第3話 俺の好みのタイプはあんたみたいな女じゃない

 デイブの店で食事を終えて外へ。


 腹も満たされたので少しだけ気分が良くなる。


 俺はノーゼアの街並みを見ながら常宿へと向かった。俺が泊まっているのは中堅クラス以上の冒険者が利用するようなやや宿賃の高い所だ。金はかかるが風呂付きだしお湯も安定して使えるので俺は気に入っている。

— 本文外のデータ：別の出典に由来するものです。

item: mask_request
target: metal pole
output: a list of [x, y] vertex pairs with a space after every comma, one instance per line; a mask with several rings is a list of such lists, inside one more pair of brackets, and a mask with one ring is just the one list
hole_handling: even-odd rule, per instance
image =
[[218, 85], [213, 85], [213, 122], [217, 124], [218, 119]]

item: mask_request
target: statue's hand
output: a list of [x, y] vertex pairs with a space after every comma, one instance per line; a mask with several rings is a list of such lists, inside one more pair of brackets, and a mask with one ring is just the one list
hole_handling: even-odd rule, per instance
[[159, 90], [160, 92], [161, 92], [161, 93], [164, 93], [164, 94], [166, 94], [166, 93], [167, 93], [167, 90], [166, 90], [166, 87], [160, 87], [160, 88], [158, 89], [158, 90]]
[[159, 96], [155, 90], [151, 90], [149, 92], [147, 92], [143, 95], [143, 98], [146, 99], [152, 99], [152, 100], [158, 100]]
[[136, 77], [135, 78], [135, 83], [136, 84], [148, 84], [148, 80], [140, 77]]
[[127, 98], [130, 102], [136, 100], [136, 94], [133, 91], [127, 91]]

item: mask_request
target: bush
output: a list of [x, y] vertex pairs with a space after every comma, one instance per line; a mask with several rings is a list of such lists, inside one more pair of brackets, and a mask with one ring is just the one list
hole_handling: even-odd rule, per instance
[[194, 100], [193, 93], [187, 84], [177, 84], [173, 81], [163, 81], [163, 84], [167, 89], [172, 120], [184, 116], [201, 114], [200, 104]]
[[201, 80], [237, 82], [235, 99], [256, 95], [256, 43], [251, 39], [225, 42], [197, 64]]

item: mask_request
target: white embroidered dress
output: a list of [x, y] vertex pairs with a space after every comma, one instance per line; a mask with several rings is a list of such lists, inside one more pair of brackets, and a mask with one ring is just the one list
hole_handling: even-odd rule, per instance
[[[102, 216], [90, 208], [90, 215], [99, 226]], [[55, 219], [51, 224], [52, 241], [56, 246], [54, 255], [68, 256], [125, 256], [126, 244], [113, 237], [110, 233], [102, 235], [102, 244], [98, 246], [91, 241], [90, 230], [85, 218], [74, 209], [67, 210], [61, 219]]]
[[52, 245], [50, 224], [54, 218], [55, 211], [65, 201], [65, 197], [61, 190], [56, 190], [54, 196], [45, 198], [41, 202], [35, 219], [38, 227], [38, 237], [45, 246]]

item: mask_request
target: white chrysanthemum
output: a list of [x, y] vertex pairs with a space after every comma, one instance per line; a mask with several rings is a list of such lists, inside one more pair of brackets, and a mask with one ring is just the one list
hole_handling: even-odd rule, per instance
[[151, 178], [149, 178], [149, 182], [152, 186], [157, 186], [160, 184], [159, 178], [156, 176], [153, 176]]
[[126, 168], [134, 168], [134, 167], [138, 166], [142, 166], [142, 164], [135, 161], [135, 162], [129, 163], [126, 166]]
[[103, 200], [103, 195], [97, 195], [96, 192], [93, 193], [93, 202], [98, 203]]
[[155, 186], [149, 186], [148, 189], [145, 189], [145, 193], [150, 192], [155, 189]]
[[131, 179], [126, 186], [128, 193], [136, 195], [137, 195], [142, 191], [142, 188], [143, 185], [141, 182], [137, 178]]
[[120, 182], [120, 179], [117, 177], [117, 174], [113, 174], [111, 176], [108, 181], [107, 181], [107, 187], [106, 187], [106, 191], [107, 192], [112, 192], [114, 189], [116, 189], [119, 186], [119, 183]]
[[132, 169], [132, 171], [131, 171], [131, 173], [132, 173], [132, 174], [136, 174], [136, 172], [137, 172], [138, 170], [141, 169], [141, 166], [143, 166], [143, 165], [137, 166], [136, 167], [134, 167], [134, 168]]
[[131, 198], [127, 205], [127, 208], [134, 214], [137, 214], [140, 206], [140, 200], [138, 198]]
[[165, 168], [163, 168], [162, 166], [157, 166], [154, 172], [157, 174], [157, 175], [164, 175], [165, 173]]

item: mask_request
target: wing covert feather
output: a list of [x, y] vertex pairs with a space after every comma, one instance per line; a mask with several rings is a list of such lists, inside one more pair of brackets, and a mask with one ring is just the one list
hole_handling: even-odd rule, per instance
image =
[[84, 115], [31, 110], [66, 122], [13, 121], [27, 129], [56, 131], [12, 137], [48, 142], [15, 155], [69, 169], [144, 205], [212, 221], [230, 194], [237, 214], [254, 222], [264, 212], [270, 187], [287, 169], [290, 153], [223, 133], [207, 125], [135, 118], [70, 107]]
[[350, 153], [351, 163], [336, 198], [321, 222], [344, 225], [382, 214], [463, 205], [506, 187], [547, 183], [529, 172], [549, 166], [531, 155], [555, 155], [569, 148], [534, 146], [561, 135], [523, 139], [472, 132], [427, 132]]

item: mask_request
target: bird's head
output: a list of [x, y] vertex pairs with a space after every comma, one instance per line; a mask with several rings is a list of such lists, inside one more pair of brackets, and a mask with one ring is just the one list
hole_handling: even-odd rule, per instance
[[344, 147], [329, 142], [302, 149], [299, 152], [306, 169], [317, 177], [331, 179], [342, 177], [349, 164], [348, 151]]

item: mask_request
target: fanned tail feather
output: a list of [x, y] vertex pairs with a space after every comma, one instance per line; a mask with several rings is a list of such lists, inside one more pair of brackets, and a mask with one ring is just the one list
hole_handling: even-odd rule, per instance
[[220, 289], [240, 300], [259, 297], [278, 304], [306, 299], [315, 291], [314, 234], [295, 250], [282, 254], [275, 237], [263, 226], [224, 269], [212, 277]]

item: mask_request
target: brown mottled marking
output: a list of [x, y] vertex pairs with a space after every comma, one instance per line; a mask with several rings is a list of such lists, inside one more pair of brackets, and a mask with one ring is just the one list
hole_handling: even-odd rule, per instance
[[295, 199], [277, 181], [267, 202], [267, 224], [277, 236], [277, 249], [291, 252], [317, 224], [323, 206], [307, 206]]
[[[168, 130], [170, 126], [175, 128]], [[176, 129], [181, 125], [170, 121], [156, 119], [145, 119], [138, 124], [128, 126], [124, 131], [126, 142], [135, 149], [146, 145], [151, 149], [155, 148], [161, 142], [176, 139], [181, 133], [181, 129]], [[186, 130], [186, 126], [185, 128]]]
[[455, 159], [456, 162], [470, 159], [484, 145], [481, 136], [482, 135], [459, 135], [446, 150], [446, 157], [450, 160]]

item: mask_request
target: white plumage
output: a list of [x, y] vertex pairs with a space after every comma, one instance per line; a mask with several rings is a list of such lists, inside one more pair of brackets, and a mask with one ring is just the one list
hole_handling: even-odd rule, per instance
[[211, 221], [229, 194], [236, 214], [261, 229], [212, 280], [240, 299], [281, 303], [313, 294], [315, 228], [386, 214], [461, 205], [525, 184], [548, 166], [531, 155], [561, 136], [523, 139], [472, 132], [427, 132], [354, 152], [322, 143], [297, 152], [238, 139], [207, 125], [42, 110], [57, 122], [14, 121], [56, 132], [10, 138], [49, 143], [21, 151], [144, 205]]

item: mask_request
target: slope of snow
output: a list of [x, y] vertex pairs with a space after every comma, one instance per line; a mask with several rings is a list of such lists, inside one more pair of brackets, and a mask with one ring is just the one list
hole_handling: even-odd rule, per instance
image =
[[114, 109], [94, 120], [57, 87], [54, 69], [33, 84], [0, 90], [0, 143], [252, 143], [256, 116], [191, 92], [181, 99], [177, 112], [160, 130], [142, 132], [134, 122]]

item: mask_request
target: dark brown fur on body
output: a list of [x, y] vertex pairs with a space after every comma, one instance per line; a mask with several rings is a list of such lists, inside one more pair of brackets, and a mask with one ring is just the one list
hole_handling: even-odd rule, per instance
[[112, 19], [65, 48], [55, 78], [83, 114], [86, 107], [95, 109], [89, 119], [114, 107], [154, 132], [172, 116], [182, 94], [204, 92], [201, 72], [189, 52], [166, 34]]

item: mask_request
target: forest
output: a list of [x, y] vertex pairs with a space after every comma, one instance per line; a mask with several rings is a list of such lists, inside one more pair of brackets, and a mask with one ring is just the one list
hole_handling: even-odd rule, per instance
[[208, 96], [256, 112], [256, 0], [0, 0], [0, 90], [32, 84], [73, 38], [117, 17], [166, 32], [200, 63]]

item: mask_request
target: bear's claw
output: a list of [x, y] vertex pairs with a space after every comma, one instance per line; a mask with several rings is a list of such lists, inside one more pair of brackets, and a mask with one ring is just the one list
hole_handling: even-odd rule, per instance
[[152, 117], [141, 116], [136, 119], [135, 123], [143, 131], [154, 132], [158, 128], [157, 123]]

 その宿「銀の鈴亭」の前に二頭立ての馬車が停まっていた。


 貴族、それも高位貴族が所有していそうな豪華な馬車だ。繊細な装飾が施されており相当に名のある家のものだとわかる。御者の身なりだって立派だ。


「おっ、こいつは驚いた」


 近づいて見ると一応お忍びのつもりなのか装飾に隠れるように家の紋章があった。水と血と知恵を示す三つの色違いの円と双頭の竜のデザインの紋章はグランデ家のものだ。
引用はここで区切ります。